Recently, immune cells in tumor microenvironment were considered to be an important factor affecting prognosis [46, 47]. Therefore, the cell composition of the tumor microenvironment in GC samples were analyzed considering the crucial impacts of immune cells on tumor metastasis. Compared with low-risk GC patients, totally 11 types of immune cells were significantly differentially infiltrated in high-risk patients, which probably played more crucial roles in the distinct prognosis of GC patients. Among which, we noticed that the relative proportions of activated memory CD4 T cells and follicular helper T cells were significantly higher in low-risk patients. It has been documented recently that follicular helper T cells exerted an antitumor immune effect in a CD8 +-dependent manner [48], which could indirectly explain the better prognosis of low-risk patients.

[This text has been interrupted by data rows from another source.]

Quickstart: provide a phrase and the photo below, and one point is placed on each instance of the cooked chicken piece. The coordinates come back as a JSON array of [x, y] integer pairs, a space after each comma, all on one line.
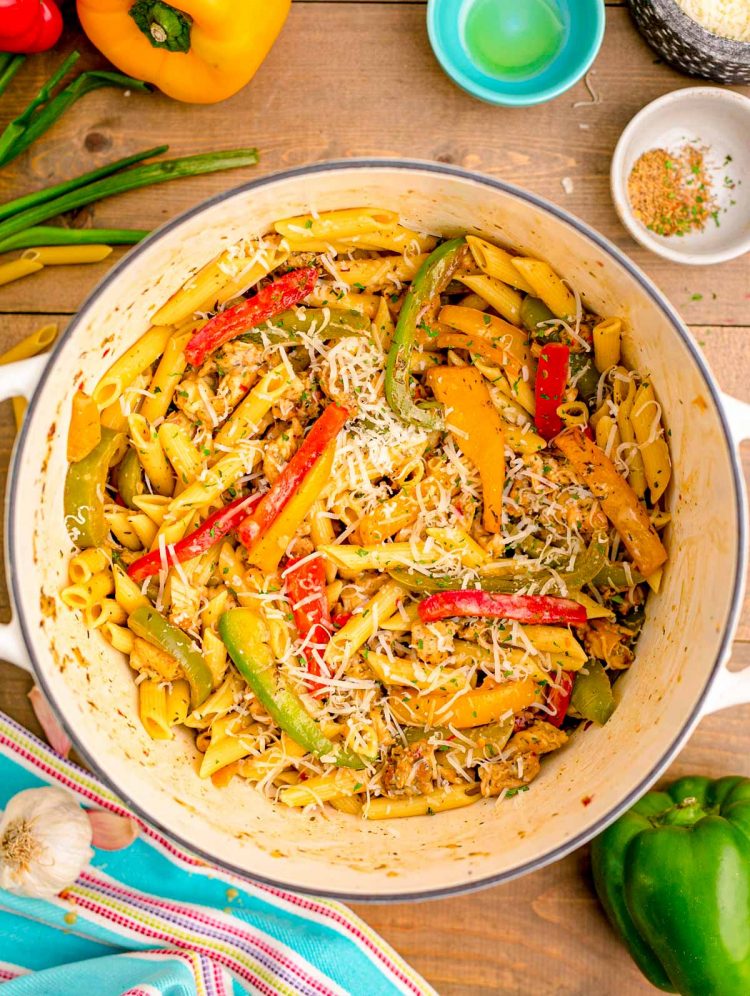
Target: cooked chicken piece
[[279, 445], [301, 545], [549, 491], [195, 398], [146, 657], [412, 767], [539, 738], [433, 642], [186, 601], [604, 640], [510, 774], [356, 594]]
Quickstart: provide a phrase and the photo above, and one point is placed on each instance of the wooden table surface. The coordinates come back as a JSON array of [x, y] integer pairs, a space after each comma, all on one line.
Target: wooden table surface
[[357, 78]]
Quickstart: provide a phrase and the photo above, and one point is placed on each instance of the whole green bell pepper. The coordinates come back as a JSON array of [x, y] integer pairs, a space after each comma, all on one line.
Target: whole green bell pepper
[[673, 875], [245, 636]]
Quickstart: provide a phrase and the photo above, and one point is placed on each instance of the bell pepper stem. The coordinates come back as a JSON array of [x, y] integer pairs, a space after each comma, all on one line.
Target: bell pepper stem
[[163, 25]]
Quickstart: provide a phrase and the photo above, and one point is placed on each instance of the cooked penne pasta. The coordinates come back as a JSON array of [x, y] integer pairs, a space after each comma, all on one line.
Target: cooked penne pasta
[[547, 286], [226, 277], [130, 365], [607, 336], [66, 255], [152, 708], [178, 448], [36, 342], [86, 593], [454, 797], [17, 269], [497, 263], [85, 564], [645, 418], [151, 454], [505, 300], [324, 526]]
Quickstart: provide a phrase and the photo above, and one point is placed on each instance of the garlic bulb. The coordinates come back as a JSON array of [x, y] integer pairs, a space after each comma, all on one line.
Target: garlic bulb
[[45, 840]]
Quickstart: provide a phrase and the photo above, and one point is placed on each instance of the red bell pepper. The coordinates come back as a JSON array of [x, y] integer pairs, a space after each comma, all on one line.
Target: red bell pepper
[[558, 698], [549, 388], [201, 539], [490, 605], [29, 25], [306, 590], [273, 501], [278, 296]]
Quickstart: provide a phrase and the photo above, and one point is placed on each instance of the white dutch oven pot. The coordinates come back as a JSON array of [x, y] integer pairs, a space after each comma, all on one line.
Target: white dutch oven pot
[[679, 674]]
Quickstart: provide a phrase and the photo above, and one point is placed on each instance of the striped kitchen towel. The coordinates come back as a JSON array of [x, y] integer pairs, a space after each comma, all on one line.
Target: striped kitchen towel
[[205, 932]]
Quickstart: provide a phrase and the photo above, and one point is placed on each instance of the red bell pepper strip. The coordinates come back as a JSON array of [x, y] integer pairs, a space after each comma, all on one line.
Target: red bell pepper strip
[[29, 25], [558, 698], [273, 501], [214, 528], [549, 388], [341, 619], [306, 590], [490, 605], [278, 296]]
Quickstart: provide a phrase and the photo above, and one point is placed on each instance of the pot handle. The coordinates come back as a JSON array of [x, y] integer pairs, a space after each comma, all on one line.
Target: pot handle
[[18, 380], [732, 687]]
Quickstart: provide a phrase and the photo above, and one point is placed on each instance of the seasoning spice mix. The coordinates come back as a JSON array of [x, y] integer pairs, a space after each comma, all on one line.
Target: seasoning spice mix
[[671, 193]]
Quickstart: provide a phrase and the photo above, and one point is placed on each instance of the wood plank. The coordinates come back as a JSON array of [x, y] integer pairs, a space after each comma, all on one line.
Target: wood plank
[[327, 49]]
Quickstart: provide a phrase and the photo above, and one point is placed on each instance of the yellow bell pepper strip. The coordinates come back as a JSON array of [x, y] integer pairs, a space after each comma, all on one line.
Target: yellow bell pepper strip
[[83, 494], [130, 483], [271, 547], [291, 479], [433, 277], [547, 609], [85, 430], [479, 707], [619, 502], [151, 626], [479, 431], [245, 636], [199, 51]]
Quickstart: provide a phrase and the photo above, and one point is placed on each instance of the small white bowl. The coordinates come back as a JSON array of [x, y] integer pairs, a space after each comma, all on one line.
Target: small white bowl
[[707, 117]]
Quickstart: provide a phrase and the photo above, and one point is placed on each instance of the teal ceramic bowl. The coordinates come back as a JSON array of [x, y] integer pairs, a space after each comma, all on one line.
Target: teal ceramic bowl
[[583, 30]]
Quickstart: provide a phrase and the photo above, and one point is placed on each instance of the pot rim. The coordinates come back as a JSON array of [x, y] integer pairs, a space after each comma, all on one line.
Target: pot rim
[[419, 166]]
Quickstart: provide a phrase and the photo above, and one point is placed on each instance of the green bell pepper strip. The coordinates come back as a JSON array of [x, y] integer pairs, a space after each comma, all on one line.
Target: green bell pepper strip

Moreover, M2 Macrophage infiltration proportion was significantly higher in high-risk patients with worse prognosis. Meanwhile, accumulating evidence has indicated that M2 Macrophages exerts various pro-tumoral activities, involving immunosuppression and the mediation of tumor metastasis process [49, 50]. Whereas, whether poor prognosis of high-risk GC patients was mainly caused by M2 Macrophage cannot be concluded in our present work, which deserved further investigation in future. What is not in doubt, the difference in the proportion of tumor-infiltrating immune cells indicated the intrinsic difference in the characteristics of tumor immune microenvironment between the two groups. Moreover, other stromal cells in the tumor microenvironment have also been confirmed to be involved in tumor progression, metastasis, and response to chemotherapy [51]. Panayiotou et al. have suggested that stromal cell ratio in the tumor microenvironment was of prognostic significance in patients with endometrial carcinoma [52]. In our study, the StromalScore, ImmuneScore, and ESTIMATEScore in the high-risk group were all significantly higher than the low-risk group, implying that the tumor microenvironment of the high-risk group was more complex. We suspected that the complex tumor microenvironment was one of the factors causing poor prognosis, but which cells play a dominant role and the mechanism remains to be further studied in future.

Conclusion

In summary, the Risk Score model based on 8 metastasis-related genes, GAMT, ABCB5, ITIH3, GDF3, VSTM2L, CIDEA, NPTX1, and UMOD, has been established herein to distinguish prognosis of GC patients for the first time. The poor prognosis of GC patients with high-Risk Score might associate with the complex tumor microenvironments. Additionally, in our future work, the present prognostic model should be further validated in expanded clinical samples to strengthen the reliability, besides the underlying mechanism behind each gene remains to be elucidated in GC.